A propósito da discussão de “se há eleições ou não, orçamento aprovado ou não”, qual é a racionalidade, para além de critérios de sentimento políticos?
Qual é a racionalidade económica, técnica e social que pode determinar um movimento neste sentido? Estamos a falar de uma decisão que pode custar ao país um grande sacrifício e um impacto económico grande. Como, aliás, a instabilidade política e um certo “frenesim institucional nos últimos anos pode ter tido custos para o país, que não estão medidos.
Os cidadãos deviam ser confrontados, por exemplo, com o impacto nas suas vidas de uma decisão num sentido ou noutro sentido. A política em Portugal está mais preocupada com a maneira como comunica e não tanto com o que comunica.

Pedro Oliveira – A minha resposta é sim, é possível avaliar a implementação de políticas públicas. Obviamente nem sempre é fácil, não apenas porque existem constrangimentos políticos, mas porque existem dificuldades de comparação. Se eu seguir por um caminho, nem sempre tenho o contrafactual para perceber o que é que teria acontecido se eu tivesse seguido por outro.
Mas acho que temos de enveredar por esse caminho, não apenas apoiar no desenho de determinadas políticas, como depois ser capaz de as avaliar, reconhecendo sempre as limitações que, obviamente, essas avaliações têm.
Antes de vir para a Universidade Nova, vivi cerca de seis anos na Dinamarca. Pouco tempo depois de me mudar para lá recebi um telefonema do Parlamento Dinamarquês, o Folketing, a convidar-me para um debate, promovido por duas deputadas, uma de esquerda e outra de direita. Juntas estavam a promover um tema que tinha a ver com saúde e hospitais.
Para mim foi bastante surpreendente porque eu era um ilustre desconhecido naquele país, mas as deputadas, quando quiseram organizar aquele debate, foram ao site e encontraram alguém que acharam que sabia daquele tópico e fizeram um telefonema. Depois percebi que isto é relativamente comum. Antes de se tomar uma determinada medida, muitas vezes consulta-se a academia, onde há professores, investigadores, alunos que trabalham em alguns destes temas e que, muitas vezes, também fazem o mesmo para avaliar o impacto de algumas medidas que são tomadas.

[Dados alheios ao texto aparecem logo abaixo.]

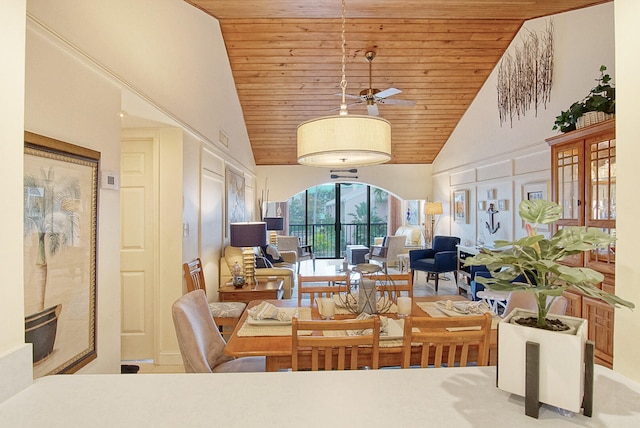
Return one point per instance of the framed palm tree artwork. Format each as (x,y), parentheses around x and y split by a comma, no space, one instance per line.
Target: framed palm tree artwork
(60,227)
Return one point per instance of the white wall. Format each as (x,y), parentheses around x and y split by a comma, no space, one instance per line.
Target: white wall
(15,356)
(482,155)
(160,48)
(68,101)
(405,181)
(627,323)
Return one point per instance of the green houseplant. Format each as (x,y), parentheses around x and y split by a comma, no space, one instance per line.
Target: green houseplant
(537,259)
(601,98)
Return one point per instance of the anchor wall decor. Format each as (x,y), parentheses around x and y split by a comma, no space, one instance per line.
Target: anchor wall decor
(492,226)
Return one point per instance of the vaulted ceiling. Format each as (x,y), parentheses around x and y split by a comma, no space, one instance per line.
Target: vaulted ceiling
(286,56)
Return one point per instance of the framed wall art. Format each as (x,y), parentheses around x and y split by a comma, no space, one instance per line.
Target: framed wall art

Ás vezes a implementação de algumas medidas enfrenta muitas dificuldades, encontra muitas pedras no caminho, mas vale sempre a pena pensar nessas medidas antes de tomar as decisões e depois, mais à frente, avaliar.

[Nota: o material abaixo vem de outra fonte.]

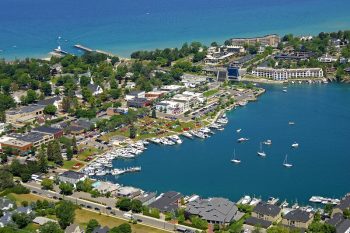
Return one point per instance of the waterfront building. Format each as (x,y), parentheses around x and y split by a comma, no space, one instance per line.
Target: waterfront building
(214,210)
(71,177)
(268,40)
(170,107)
(167,202)
(285,74)
(298,218)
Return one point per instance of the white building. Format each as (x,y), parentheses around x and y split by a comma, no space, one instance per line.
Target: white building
(284,74)
(170,107)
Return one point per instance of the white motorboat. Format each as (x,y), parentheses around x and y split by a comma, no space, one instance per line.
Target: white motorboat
(235,160)
(285,162)
(261,152)
(268,142)
(242,139)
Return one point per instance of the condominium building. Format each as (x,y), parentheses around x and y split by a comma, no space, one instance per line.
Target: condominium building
(268,40)
(284,74)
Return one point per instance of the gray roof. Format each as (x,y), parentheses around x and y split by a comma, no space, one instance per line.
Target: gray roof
(258,222)
(47,129)
(344,203)
(298,215)
(213,209)
(72,175)
(167,202)
(267,209)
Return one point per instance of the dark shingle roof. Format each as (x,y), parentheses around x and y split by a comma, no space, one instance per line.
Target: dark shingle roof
(298,215)
(267,209)
(258,222)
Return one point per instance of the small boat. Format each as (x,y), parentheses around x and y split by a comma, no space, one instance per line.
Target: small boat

Pode haver uma boa intenção ao desenhar uma política pública num determinado setor, mas depois teos de ver a sua consistência ou se ela é exequível, se se consegue praticar. Que variáveis é que podem estar em jogo nesses casos?
Adalberto Campos Fernandes – No setor da saúde, muitas vezes, tomamos uma decisão, que na altura que a tomámos nos parecia extraordinária e até suscitou um grande consenso e um grande aplauso, mas dez anos depois verificamos que alguma coisa não ficou bem. Porquê? Porque há uma série de variáveis e de intercurso que se vão naturalmente modificando.
Por exemplo, em 2005/2006 foi feita uma reforma no setor da saúde, que basicamente encerrou o serviço de proximidade e criou as Unidades de Saúde Familiar (USF) do tipo A e do tipo B. Foi explicado às Finanças que aquilo que se ia gastar a mais no pagamento majorado aos profissionais das USFs, iria ser compensado pela enormíssima poupança que íamos ter no acesso a urgências hospitalares muito indiferenciado.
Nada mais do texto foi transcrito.